Smoother - A unified spatial dependency framework in PyTorch
Smoother is a Python package built for modeling spatial dependency and enforcing spatial coherence in spatial omics data analysis. Implemented in Pytorch, Smoother is modular and ultra-efficient, often capable of analyzing samples tens of thousands of spots in seconds.
The key innovation of Smoother is the decoupling of the prior belief on spatial structure (i.e., neighboring spots tend to be more similar) from the likelihood of a non-spatial data-generating model. This flexibility allows the same prior to be used in different models, and the same model to accommodate data with varying or even zero spatial structures. In other words, Smoother can be seamlessly integrated into existing non-spatial models and pipelines (e.g. single-cell analyses) and make them spatially aware.
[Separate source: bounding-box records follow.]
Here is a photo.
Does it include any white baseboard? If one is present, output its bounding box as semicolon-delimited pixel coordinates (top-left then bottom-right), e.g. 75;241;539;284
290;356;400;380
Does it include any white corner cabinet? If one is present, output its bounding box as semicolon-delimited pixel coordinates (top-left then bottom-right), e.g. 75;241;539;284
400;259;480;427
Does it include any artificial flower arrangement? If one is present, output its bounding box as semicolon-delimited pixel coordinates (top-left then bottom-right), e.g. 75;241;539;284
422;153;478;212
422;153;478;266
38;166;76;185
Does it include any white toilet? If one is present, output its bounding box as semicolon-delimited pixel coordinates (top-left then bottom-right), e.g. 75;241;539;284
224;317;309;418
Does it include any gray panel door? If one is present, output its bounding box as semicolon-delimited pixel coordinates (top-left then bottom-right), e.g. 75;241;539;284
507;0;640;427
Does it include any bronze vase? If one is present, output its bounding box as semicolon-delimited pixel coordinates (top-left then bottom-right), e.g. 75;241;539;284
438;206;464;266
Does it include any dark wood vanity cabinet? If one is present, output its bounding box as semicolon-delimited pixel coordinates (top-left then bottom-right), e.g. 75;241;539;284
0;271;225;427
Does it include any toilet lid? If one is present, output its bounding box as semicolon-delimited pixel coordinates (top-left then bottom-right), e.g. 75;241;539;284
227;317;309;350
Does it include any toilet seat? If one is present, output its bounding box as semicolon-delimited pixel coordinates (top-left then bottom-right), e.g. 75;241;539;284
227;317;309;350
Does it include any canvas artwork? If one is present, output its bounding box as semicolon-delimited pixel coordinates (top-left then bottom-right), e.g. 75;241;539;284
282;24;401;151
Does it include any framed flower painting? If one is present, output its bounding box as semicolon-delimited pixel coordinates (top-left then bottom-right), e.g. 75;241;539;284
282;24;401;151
In particular, Smoother provides the following functionalities:
What it provides:
Spatial loss: A quadratic loss equivalent to a Gaussian random field (MVN) prior derived from a boundary-aware graph.
Imputation and resolution enhancement: Denoise by borrowing from neighbors and upscale to arbitrary resolutions in seconds.
Cell-type deconvolution: Spatially coherent abundance estimates using cell-type references.
Dimensionality reduction: Spatially aware embeddings that also enable joint analysis with non-spatial single-cell data.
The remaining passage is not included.